Queen Victoria: Her Girlhood And Womanhood by Grace Greenwood is an unusual biography. It was written by an American contemporary of the Queen, while she was still alive, and is vastly based on the recollections of people who knew her. Greenwood herself happened to meet the Queen on one occasion, which she relates in the book. A staunch republican, Greenwood however admired Queen Victoria and believed that "her example as a daughter, wife and mother, and as the honored head of English society could but have, if told simply, yet sympathetically, a happy and ennobling influence on the hearts and minds of my young countrywomen".

If you don't like boring history lessons, don't worry. You won't find any here. Greenwood's aim is to make the real Queen Victoria come to life, showing the person behind the crown and manages to do so very well. The emphasis in this book is placed on the Queen and her personal life, rather than on the politics of the time or the society she lived in, although those are mentioned too.
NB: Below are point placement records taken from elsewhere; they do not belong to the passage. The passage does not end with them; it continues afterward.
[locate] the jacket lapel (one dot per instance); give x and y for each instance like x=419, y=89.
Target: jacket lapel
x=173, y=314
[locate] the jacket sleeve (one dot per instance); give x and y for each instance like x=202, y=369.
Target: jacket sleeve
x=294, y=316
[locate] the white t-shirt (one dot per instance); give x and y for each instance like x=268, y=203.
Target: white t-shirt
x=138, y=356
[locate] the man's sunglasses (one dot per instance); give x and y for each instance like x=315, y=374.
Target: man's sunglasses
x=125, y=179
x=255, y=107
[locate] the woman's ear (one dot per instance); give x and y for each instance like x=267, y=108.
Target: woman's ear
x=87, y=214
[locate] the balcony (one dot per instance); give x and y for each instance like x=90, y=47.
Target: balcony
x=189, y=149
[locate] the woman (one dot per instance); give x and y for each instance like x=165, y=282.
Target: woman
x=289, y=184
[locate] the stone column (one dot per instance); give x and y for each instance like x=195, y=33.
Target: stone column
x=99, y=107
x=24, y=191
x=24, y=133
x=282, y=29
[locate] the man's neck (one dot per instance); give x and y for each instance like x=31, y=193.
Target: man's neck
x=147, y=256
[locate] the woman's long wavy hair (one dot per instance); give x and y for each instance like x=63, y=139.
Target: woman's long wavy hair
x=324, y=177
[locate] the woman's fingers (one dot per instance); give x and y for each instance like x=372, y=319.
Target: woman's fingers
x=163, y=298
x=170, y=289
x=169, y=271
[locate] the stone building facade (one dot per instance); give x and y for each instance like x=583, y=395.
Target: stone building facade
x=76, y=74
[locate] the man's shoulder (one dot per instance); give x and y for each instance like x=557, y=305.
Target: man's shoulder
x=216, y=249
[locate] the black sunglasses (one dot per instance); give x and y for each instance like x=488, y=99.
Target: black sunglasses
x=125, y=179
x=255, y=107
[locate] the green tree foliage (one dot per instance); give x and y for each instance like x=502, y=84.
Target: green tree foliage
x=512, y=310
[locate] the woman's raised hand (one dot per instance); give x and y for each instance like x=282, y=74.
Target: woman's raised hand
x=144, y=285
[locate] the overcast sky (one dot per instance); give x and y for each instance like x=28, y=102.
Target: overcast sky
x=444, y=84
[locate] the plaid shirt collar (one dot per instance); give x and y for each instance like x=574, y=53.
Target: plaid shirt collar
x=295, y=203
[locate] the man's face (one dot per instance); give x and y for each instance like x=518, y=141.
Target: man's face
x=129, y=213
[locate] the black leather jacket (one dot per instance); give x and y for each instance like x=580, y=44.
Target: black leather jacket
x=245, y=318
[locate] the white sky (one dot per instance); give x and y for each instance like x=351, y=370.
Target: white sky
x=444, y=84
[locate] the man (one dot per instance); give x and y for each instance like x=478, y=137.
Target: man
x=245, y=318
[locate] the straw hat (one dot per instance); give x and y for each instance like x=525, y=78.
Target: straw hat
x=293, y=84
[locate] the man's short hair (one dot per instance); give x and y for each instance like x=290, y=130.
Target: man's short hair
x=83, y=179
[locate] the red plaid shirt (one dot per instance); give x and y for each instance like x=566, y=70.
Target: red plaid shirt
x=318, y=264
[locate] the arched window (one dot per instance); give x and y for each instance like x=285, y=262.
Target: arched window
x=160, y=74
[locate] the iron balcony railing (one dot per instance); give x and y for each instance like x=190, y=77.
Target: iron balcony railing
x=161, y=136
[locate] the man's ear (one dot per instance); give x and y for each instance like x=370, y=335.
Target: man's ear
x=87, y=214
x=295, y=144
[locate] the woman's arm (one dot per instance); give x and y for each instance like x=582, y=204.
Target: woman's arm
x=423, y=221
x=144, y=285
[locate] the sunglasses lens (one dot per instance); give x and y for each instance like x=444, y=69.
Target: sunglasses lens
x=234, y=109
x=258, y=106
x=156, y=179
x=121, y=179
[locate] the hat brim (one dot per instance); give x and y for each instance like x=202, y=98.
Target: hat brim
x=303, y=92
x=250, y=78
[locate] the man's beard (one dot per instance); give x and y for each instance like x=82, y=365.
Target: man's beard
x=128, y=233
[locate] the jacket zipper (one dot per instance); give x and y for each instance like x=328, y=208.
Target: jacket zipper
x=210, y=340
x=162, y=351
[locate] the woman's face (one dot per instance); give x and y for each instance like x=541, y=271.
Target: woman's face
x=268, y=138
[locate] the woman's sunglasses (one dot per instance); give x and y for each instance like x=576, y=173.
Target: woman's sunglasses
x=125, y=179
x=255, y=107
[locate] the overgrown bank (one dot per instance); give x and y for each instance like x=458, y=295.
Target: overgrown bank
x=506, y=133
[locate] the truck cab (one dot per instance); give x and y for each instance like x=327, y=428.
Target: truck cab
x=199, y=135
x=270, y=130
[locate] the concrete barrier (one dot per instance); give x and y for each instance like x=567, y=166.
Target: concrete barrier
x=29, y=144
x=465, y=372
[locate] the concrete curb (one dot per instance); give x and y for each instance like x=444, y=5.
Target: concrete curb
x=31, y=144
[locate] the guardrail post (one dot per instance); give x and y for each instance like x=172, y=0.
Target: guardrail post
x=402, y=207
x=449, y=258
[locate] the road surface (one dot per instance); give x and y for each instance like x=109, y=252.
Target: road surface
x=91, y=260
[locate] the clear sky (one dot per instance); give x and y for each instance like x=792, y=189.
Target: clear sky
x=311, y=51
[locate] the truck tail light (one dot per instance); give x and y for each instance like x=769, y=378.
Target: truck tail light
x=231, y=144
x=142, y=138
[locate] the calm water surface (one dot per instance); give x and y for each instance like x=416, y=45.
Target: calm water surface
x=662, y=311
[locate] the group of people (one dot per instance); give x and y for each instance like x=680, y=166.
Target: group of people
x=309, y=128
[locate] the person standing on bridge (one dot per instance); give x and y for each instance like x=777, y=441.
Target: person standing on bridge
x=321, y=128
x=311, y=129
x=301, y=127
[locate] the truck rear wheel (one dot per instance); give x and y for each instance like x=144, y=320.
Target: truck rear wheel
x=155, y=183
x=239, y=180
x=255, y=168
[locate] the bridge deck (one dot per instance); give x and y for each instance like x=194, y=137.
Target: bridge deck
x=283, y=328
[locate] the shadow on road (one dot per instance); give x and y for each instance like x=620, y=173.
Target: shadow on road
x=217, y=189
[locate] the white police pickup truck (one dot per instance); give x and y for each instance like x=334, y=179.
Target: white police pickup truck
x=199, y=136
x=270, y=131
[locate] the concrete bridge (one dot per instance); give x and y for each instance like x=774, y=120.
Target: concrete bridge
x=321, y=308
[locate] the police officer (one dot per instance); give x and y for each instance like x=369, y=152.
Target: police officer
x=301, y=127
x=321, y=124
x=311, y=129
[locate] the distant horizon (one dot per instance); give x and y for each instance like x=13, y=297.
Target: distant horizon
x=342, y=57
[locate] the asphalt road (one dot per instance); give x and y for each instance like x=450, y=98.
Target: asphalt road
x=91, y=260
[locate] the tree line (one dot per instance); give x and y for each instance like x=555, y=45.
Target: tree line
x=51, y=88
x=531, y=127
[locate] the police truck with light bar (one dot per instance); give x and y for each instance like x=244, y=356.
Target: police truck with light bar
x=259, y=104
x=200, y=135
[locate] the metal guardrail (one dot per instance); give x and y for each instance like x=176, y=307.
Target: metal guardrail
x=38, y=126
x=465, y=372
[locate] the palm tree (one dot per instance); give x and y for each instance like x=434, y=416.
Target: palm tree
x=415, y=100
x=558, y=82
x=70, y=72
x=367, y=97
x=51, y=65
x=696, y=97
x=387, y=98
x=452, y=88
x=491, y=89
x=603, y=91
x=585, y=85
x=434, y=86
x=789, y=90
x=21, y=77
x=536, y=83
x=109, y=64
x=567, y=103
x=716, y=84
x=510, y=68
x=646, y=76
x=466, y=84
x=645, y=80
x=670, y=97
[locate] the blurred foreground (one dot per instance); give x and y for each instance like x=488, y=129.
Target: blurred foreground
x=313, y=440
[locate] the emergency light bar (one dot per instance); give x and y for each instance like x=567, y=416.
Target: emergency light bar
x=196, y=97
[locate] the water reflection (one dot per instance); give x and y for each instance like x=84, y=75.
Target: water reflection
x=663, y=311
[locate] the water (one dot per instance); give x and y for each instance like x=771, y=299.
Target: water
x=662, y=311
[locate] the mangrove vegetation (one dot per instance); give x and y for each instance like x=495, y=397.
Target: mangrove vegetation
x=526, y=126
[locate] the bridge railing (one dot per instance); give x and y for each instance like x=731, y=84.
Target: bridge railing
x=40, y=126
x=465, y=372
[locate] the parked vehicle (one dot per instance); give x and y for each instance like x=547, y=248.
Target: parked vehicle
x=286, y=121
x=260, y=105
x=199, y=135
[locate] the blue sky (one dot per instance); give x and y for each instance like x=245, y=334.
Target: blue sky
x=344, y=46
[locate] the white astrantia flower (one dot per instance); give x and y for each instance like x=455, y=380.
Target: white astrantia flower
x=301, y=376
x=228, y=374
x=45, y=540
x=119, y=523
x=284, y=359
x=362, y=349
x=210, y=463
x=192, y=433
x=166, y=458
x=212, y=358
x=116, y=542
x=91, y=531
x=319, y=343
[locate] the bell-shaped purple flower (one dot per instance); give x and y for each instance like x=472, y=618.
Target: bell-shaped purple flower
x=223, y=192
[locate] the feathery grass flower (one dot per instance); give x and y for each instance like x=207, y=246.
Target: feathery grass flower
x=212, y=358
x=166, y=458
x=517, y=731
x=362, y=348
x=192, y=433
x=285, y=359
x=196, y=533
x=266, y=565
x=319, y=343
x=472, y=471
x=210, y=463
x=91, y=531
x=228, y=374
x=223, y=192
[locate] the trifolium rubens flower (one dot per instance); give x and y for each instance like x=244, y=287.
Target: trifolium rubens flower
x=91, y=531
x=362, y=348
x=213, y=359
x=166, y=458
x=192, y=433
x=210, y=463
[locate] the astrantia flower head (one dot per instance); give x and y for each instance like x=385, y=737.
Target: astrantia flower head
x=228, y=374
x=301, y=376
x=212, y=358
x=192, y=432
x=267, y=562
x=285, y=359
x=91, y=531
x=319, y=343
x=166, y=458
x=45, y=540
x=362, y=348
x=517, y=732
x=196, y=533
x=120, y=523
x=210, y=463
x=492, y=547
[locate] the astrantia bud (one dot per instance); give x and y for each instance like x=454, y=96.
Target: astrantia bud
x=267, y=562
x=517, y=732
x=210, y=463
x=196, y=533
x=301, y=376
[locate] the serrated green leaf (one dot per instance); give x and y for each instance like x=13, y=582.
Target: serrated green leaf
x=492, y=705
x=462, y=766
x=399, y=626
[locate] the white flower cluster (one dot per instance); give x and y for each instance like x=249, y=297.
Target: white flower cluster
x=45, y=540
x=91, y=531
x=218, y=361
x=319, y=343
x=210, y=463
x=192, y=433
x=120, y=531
Thus, in this book we find many personal anecdotes regarding the Queen, giving us an interesting insight into her personal life and personality.

We thus discover the Queen loved animals and the arts, what subjects she studied, what her relationship with her family was like, the interesting people she met, the state visits she went on, and how she dealt with those around her. The Queen always had, since her childhood, a kind, compassionate and caring disposition and was thus loved by everyone that met her. We then see her fall passionately in love with her cousin Albert, become a devoted wife and mother, and cry with her when her spouse dies prematurely, leaving her to face a long widowhood.

The writing style is obviously archaic and old-fashioned, but still the book flows smoothly and is easy to follow. If you're interested in the personal lives of royals and their family dynamics and care more about little anecdotes than the political, economical and social aspects of their reigns, then I highly recommend you this book. It will captivate you. If, on the other hand, you want a more complete picture of the Victorian era, the political issues the country was involved in and how the Queen dealt with them, you may want to give this one a miss. Keep in mind that, because the book was written while the Queen was alive, the author didn't have access to all the information and documents available to modern historians. Still, it's a very charming read.

Summary:
Queen Victoria by Grace Greenwood is a charming biography of this British sovereign, written while she was still alive. The biography focuses mostly on Victoria's personal life and character, while the political, social and economical issues of the time aren't analyzed in-depth. The writing style is archaic but easy to follow. Overall, this is an enchanting biography for those interested in the person behind the crown.